On the Buoyancy-driven Detachment of a Wall-bound Pendant Drop: Results of Phase-field Simulations.

We investigate numerically the critical conditions for detachment of an isolated, wall-bound pendant emulsion droplet acted upon by surface tension and wall-normal buoyancy forces alone. To that end, we present a simple extension of a diffuse interface model for partially miscible binary mixtures that was previously employed for simulating several two-phase flow phenomena far and near the critical point ["Phase-Field Approach to Multiphase Flow Modeling," Milan J. Math. 79, 597 (2011)] to allow for static contact angles other than 90°. Initially, we show that a formulation of the Cahn boundary condition based on a linear interpolation of surface tensions between the wall and each phase at equilibrium can be readily implemented in our numerical procedures by introducing a contact line indicator function and changes to our numerical algorithm that include an iterative method of enforcing inhomogeneous boundary conditions within a semi-implicit temporal scheme for the Cahn-Hilliard equation.
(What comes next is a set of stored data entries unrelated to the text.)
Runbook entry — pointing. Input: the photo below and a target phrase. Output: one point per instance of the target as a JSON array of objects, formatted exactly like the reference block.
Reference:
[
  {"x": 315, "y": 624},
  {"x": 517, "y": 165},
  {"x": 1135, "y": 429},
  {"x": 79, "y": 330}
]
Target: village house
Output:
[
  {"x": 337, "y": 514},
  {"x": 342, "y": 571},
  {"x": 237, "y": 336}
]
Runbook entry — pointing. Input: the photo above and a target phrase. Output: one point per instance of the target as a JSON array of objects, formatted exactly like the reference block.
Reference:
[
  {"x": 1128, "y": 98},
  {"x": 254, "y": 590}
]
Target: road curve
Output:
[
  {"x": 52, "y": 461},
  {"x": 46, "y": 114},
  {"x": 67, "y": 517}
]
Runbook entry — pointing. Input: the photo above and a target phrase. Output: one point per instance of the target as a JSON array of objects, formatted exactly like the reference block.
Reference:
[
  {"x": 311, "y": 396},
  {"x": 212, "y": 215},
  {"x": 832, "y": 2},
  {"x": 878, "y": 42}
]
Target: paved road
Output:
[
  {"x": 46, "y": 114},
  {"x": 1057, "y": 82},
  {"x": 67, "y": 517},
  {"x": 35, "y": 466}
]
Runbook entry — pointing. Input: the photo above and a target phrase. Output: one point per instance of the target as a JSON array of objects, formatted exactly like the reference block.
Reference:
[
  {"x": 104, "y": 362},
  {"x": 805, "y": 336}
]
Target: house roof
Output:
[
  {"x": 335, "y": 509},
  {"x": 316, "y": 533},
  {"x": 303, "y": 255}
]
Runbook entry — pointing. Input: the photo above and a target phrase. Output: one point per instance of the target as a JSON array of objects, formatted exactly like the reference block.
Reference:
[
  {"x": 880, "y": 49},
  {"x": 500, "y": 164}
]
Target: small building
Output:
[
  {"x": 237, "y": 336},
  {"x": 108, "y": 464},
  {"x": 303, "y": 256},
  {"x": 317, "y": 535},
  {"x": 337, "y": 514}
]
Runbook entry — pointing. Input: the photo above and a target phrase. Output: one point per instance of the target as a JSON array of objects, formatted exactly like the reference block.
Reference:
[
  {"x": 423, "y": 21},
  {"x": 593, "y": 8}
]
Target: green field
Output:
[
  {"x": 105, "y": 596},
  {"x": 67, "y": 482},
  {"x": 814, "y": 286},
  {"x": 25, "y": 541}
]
Subsequently, the classical formulation of the Cahn boundary condition as first proposed by Jacqmin ["Contact-line dynamics of a diffuse fluid interface," J. Fluid Mech. 402, 57 (2000)], which accommodates a cubic (Hermite) interpolation of surface tensions between the wall and each phase at equilibrium, has also been incorporated into our numerical code. We show that the resulting phase-field models can be successfully employed for simulating three-phase contact line problems in stable emulsions with nearly immiscible components. We also show the first numerical determination of critical Bond numbers as a function of static contact angle by phase-field simulation. In addition, results of 3D simulations are compared to critical Bond numbers from a static stability analysis based on a numerical integration of the Young-Laplace equation. We argue that the discrepancy between our numerically determined static contact angle dependence of the critical Bond number and its sharp-interface counterpart is mainly due to the inability of the sharp interface analysis to describe the necking regime of drop detachment, where a sharpening of concentration gradients in the necking region produces an effective increase in (dynamic) surface tension, ultimately leading to a reduced tendency to detachment or an increase in the critical Bond number.